# Topic Modeling with NMF and SVD

* **NMF:** Non-Negative Matrix Factorization
* **SVD:** Single Value Decomposition

## The problem:

Topic modeling startis with a **term-document matrix**

![alt text](https://github.com/fastai/course-nlp/raw/e66cc0c5b393212d82aa548c4e1f4e54fcec824b/images/document_term.png)

This is a **bag of words** approach, does not take into account word order or sentence structure. 

Latent Systematic Analysis (LSA) uses SVD

## Getting Started

A dataset of documents from several categories, and attempt to find topics (groups of words) for them. We will try SVD and NMF

### Libraries

In [0]:
import numpy as np
from sklearn.datasets import fetch_20newsgroups
from sklearn import decomposition
from scipy import linalg
import matplotlib.pyplot as plt
np.set_printoptions(suppress=True)

### Looking at the data

The dataset is Newsgroups, discussion groups on Usenet. Includes 18,000 posts with 20 topics. Popular in the 80's and 90's

In [0]:
categories = ['alt.atheism', 'talk.religion.misc', 'comp.graphics', 'sci.space']
remove = ('headers', 'footers', 'quotes')

In [4]:
newsgroups_train = fetch_20newsgroups(subset='train', categories=categories,
                                     remove=remove)
newsgroups_test = fetch_20newsgroups(subset='test', categories=categories,
                                    remove=remove)

Downloading 20news dataset. This may take a few minutes.
Downloading dataset from https://ndownloader.figshare.com/files/5975967 (14 MB)


In [6]:
newsgroups_train.filenames.shape, newsgroups_train.target.shape

((2034,), (2034,))

In [7]:
print('\n'.join(newsgroups_train.data[:3]))

Hi,

I've noticed that if you only save a model (with all your mapping planes
positioned carefully) to a .3DS file that when you reload it after restarting
3DS, they are given a default position and orientation.  But if you save
to a .PRJ file their positions/orientation are preserved.  Does anyone
know why this information is not stored in the .3DS file?  Nothing is
explicitly said in the manual about saving texture rules in the .PRJ file. 
I'd like to be able to read the texture rule information, does anyone have 
the format for the .PRJ file?

Is the .CEL file format available from somewhere?

Rych


Seems to be, barring evidence to the contrary, that Koresh was simply
another deranged fanatic who thought it neccessary to take a whole bunch of
folks with him, children and all, to satisfy his delusional mania.
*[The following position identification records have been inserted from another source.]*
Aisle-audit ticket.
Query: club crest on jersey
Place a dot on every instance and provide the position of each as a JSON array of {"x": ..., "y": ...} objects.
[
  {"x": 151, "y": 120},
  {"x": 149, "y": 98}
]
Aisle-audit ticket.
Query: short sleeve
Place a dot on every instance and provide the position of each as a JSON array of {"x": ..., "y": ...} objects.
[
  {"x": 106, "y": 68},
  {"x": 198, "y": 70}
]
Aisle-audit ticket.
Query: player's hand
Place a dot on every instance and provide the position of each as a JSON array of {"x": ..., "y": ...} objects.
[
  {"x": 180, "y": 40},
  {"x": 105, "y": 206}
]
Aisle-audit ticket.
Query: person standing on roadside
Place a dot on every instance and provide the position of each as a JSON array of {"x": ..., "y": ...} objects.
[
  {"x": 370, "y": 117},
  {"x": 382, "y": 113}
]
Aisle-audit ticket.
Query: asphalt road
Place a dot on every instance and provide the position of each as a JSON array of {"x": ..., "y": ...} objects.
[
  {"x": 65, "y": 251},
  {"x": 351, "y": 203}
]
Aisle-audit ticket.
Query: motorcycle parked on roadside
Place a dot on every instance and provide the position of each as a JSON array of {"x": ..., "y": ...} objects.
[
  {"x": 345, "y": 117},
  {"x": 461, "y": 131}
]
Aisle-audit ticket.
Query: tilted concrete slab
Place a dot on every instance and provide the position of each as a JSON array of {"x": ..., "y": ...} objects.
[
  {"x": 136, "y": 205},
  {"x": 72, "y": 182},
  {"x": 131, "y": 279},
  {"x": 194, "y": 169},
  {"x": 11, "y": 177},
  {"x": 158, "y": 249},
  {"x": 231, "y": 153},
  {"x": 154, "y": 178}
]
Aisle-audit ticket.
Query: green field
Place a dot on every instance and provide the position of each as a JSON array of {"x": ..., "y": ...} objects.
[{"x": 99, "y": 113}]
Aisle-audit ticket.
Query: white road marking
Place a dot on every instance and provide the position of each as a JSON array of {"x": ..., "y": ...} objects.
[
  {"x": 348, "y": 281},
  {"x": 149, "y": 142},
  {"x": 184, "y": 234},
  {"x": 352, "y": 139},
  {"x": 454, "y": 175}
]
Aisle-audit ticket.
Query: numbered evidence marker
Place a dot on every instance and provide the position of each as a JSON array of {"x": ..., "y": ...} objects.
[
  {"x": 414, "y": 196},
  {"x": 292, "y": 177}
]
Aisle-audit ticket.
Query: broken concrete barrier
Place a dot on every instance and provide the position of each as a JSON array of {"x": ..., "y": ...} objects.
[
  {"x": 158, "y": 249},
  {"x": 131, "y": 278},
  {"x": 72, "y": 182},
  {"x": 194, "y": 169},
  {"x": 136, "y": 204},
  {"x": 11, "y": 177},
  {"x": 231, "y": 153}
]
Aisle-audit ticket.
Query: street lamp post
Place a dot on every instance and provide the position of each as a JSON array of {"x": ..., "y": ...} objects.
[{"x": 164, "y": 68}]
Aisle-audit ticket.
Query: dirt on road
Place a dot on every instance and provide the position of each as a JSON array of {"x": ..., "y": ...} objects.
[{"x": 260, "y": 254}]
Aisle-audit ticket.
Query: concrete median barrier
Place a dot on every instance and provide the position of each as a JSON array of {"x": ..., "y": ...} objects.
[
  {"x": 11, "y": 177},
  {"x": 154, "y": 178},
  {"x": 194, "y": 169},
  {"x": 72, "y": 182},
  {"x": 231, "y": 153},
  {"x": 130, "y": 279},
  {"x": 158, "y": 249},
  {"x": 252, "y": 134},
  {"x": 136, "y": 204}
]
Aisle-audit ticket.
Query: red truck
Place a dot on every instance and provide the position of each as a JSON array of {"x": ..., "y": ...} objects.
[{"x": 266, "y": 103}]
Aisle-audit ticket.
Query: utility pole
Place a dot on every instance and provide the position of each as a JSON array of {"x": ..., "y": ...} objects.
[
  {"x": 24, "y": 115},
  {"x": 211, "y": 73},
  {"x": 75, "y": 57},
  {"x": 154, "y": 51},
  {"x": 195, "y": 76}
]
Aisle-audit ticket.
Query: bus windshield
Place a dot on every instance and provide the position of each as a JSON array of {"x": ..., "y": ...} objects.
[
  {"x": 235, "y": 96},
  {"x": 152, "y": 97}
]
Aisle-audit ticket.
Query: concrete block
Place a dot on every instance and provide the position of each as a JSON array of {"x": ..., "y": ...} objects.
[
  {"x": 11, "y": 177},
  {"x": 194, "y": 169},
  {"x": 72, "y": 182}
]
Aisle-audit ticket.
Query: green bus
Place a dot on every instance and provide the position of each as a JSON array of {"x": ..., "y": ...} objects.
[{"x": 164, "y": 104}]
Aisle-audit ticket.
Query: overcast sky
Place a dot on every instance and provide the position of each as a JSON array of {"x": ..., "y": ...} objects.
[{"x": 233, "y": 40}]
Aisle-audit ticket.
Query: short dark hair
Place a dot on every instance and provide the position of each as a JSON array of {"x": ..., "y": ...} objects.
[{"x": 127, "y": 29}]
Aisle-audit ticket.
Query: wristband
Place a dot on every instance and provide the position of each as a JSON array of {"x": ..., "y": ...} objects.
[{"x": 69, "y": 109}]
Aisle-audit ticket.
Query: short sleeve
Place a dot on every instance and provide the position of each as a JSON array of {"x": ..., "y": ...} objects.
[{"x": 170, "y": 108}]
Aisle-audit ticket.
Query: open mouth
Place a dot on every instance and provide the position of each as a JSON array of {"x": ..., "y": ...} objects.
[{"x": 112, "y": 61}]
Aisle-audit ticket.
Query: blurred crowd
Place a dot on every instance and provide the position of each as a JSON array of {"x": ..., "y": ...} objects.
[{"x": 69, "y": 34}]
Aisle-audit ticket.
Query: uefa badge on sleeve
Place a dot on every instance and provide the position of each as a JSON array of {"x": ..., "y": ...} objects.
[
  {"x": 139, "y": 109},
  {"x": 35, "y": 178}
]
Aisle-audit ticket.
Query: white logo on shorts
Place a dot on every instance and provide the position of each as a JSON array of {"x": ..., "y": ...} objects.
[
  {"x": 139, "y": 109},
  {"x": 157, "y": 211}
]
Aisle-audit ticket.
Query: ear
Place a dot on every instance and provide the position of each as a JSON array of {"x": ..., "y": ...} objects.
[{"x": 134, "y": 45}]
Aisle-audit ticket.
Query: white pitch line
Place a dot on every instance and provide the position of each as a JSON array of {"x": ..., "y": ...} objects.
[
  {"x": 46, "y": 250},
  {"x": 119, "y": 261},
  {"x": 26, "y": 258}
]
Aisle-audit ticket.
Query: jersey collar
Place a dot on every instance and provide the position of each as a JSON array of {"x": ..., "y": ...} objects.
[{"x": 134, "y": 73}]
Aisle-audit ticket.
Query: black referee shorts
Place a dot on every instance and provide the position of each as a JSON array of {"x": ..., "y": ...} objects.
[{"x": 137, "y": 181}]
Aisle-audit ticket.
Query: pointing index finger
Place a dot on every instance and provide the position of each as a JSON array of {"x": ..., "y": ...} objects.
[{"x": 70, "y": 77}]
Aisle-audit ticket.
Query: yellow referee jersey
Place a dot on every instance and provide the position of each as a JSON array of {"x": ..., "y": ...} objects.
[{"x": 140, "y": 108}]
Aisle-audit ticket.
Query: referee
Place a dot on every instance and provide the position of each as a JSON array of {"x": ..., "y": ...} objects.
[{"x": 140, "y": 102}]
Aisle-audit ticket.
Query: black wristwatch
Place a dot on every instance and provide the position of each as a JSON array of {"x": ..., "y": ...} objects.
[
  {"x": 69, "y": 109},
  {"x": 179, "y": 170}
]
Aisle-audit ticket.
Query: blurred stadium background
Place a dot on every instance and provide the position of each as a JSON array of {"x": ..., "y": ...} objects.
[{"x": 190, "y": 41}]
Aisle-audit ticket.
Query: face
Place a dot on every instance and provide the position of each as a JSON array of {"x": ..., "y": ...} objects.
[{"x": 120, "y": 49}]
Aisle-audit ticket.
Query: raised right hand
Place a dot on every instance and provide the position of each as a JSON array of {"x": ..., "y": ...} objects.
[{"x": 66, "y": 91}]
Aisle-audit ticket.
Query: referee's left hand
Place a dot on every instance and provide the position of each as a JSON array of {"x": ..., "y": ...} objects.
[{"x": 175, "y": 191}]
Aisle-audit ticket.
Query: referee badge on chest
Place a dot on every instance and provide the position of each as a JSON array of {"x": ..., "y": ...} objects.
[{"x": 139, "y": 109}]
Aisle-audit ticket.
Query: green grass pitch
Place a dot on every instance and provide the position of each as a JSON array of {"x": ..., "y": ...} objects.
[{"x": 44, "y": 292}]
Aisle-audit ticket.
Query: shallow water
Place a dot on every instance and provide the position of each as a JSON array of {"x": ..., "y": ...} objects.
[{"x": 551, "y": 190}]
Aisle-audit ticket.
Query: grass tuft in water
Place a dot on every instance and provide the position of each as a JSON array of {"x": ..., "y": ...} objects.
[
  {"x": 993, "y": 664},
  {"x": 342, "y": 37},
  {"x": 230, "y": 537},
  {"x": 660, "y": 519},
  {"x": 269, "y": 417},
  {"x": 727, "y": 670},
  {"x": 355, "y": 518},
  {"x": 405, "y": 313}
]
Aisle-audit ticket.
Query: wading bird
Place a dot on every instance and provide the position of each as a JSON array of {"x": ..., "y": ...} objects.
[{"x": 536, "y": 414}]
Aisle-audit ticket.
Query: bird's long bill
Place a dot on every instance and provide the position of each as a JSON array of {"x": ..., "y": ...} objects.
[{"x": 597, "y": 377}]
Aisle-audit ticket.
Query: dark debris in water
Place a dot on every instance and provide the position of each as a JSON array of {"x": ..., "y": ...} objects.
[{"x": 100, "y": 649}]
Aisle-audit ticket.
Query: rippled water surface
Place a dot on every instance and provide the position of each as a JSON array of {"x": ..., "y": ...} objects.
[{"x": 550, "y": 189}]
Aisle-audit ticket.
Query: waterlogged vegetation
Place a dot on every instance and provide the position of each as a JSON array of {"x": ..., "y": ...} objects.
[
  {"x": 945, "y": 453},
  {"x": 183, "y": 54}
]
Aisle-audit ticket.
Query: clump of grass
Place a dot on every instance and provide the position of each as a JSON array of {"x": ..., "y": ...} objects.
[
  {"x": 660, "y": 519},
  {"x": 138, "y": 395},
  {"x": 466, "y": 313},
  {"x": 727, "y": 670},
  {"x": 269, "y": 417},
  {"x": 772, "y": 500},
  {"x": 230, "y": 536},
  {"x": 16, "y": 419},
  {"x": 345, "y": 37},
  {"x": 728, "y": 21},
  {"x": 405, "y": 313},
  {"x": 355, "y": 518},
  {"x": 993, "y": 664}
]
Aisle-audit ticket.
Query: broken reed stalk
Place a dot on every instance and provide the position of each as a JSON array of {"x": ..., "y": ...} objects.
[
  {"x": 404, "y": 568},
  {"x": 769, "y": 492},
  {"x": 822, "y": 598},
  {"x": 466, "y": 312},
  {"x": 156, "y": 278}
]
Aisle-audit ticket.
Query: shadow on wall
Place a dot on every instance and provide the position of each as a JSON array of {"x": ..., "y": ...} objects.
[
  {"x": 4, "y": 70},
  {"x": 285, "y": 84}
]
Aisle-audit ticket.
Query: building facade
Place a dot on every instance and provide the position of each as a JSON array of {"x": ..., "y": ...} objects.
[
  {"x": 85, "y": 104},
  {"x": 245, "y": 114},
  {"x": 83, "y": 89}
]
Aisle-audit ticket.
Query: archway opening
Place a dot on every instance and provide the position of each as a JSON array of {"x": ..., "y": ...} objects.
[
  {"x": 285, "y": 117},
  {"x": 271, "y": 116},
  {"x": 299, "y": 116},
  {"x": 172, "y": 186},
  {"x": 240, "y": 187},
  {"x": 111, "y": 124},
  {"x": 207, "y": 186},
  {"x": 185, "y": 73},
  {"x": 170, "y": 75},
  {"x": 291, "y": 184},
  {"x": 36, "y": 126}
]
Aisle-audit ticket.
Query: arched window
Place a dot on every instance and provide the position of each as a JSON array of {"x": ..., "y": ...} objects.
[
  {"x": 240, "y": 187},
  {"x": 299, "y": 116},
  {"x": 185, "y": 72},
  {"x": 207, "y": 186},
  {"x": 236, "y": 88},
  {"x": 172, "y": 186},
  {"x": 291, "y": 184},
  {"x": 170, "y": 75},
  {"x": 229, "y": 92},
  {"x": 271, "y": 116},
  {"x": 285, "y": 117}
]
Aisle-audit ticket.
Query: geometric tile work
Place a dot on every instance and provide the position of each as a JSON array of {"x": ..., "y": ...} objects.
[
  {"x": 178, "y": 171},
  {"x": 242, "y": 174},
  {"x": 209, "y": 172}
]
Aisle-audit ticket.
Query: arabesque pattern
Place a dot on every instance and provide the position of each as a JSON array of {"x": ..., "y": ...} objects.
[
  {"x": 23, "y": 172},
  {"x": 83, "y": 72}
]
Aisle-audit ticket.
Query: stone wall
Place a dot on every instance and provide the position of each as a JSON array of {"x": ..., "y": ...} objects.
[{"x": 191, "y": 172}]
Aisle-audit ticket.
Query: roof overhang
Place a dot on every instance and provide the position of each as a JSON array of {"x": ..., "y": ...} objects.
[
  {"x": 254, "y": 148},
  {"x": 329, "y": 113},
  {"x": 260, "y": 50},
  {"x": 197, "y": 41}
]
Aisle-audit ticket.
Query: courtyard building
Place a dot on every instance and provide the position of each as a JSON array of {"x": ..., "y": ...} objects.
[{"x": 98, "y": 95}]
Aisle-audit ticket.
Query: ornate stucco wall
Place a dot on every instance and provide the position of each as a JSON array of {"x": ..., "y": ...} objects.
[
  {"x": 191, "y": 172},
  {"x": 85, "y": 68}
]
Jim
Jones, circa 1993.


Nope - fruitcakes like Koresh have been demonstrating such evil corruption
for centuries.

 >In article <1993Apr19.020359.26996@sq.sq.com>, msb@sq.sq.c

This is the Sci-Space

In [8]:
np.array(newsgroups_train.target_names)[newsgroups_train.target[:3]]

array(['comp.graphics', 'talk.religion.misc', 'sci.space'], dtype='<U18')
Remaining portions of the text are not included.